Sunday, May 25, 2008

simple load balancing with iptables

iptables has an extension called clusterip. Clusterip extension uses multicast arp feature to achieve load balancing. Let's say we have two web servers called web1(192.168.0.1) and web2(192.168.0.2) and a virtual ip (192.168.0.10) which will be accepting requests for these machines.

virtual ip:192.168.0.10
web1:192.168.0.1
web2:192.168.0.2

Virtual ip will accept the requests and load balance them between these two web servers.

on web1 server run:

# iptables -I INPUT -d 192.168.0.10 -i eth0 -p tcp --dport 80 -j CLUSTERIP --new --clustermac 01:02:03:04:05:06 --total-nodes 2 --local-node 1 --hashmode sourceip
# ifconfig eth0:1 192.168.0.10 netmask 255.255.255.0 up

on web2 server run:
# iptables -I INPUT -d 192.168.0.10 -i eth0 -p tcp --dport 80 -j CLUSTERIP --new --clustermac 01:02:03:04:05:06 --total-nodes 2 --local-node 2 --hashmode sourceip
# ifconfig eth0:1 192.168.0.10 netmask 255.255.255.0 up

only difference between web1 and web2 commands is local-node option as seen above.
now any web requests coming to 192.168.0.10 will be load balanced between web1 and web2.

clusterip supports three hashmodes (sourceip,sourceip-sourceport and sourceip-sourceport-destport) to determine how to route requests to each servers.

This configuration has one drawback. If one of the nodes fall, the other one does not serves incoming requests for the other one. You need to install linux-ha.

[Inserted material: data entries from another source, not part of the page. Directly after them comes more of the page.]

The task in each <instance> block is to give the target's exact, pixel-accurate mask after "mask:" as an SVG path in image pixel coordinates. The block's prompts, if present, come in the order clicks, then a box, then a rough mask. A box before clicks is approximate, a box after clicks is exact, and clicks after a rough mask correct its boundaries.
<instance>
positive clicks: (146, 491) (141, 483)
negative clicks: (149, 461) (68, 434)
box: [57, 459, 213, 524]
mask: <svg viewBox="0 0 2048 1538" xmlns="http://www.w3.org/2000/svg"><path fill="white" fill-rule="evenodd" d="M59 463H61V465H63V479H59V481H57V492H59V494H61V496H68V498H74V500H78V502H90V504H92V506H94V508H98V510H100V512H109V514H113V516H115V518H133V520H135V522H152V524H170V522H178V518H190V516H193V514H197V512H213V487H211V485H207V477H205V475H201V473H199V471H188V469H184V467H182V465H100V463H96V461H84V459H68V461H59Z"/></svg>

If you want to see which requests served by web1 for example, simply run
# cat /proc/net/ipt_CLUSTERIP/192.168.0.1

Let's say web2 is crashed and we would like to first web server (web1) to take care the requests coming to web2.
on web1 server run:
# echo "+2" >> /proc/net/ipt_CLUSTERIP/192.168.0.1
now on, web1 will take the requests coming to web1.
When you up the web2 server, just run
# echo "-2" >> /proc/net/ipt_CLUSTERIP/192.168.0.1
and web1 will not serve the request for web2.

2 comments:

msuzen said...

My two cents

1. A simple sketch would be very handy to understand faster in the conceptual level

2. Can you make fail over automatically?
That is much more important, while we'd like to keep our uptime as high as possible.

Unknown said...

it's possible to have automatic failover. All you have to do is install linux-ha. You can find examples on www.linux-ha.org site. If I have spare time, I write a simple article howto do it later.